Reaction function : The quality response of a hospital in reaction to a change in quality on the part of a rival hospital (in the case of competition on quality).

Retrospective payment : A payment per stay equal to the reimbursement of the actual cost of treatment.

Risk adjustment : A method for determining whether patient characteristics require higher utilization of medical services. Risk adjustment makes it possible to compare mortality rates in two different hospitals, even if the characteristics of their patient populations differ significantly. For example, one hospital may have an older population than the other. This will probably lead to higher mortality rates, not because care quality at the first hospital is inferior, but simply due to the age of the population that receives care there. Once mortality rates at the two hospitals are risk adjusted, the only difference that remains between the two populations, in theory, is the quality of care at the two hospitals.

Salop model : A location model of competition, where the patient cares about the geographic location of the hospital, in addition to the quality of care. The Salop model supposes that patients are uniformly distributed over a circle and hospitals are equidistantly located.

Sluggish demand adjustments : Slow demand responsiveness to increases in quality of a given hospital due to patients’ habits or poor observability of quality.

Supplier Induced Demand : The effect that physicians, as the providers of service, may have by creating more patient demand than there would be if they acted as perfect agents for their patients.

Soft budget : When a hospital runs a deficit, governments tend to bail out the hospital.

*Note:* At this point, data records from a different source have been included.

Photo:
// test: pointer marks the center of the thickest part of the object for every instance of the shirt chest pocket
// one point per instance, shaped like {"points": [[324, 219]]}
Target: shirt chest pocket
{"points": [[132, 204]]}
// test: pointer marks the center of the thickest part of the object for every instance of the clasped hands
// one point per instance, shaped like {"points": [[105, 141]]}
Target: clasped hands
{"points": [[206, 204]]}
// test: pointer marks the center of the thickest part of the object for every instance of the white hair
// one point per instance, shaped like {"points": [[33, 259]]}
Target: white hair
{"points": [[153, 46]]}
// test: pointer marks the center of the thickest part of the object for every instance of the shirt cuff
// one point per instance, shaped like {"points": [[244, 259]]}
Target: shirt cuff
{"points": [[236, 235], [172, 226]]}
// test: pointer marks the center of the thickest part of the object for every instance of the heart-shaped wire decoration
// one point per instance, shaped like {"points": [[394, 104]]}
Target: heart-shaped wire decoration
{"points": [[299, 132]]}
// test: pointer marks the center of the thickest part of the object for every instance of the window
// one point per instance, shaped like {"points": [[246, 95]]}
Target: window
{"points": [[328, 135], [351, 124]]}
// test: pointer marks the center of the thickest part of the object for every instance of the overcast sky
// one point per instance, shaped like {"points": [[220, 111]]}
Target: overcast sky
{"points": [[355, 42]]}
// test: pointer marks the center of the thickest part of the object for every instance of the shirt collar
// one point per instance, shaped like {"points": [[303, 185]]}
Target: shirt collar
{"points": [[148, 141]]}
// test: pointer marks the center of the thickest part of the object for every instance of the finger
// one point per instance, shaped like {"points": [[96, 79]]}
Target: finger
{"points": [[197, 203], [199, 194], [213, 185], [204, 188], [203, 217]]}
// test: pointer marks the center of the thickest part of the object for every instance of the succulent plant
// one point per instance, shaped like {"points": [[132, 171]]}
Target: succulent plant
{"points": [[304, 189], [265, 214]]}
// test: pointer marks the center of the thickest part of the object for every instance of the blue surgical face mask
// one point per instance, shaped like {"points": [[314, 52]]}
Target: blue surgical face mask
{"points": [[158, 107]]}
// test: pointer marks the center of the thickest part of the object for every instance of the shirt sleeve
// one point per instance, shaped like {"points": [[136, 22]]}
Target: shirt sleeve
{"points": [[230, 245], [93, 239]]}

Stochastic frontier analysis : The production function is the frontier defined by the maximal production levels that can be obtained for given levels of inputs. Stochastic frontier analysis is an econometric method that enables an identification and estimation of efficiency rates, through the specification of a random variable equal to the distance between observed levels of production and the frontier.

Tarification à l’activité (T2A) : A reform that gradually introduced a prospective payment system in France beginning in 2004. Before the reform, public hospitals were funded under a global budget system, and private for-profit hospitals were reimbursed on a fee-for-service basis. Since the reform, both public and private hospitals have been funded using a DRG based payment system.

Yardstick competition : An industrial regulatory procedure under which the regulated price is set at the average of the estimated marginal costs of firms in the industry. If differences in costs between hospitals are caused only by moral hazard, a yardstick competition rule of payment offers each hospital a lump sum payment per stay defined on the basis of average costs observed in other hospitals for stays in the same diagnosis-related groups (DRG). This system mimics competition on a free market in order to provide incentives for efficiency gains.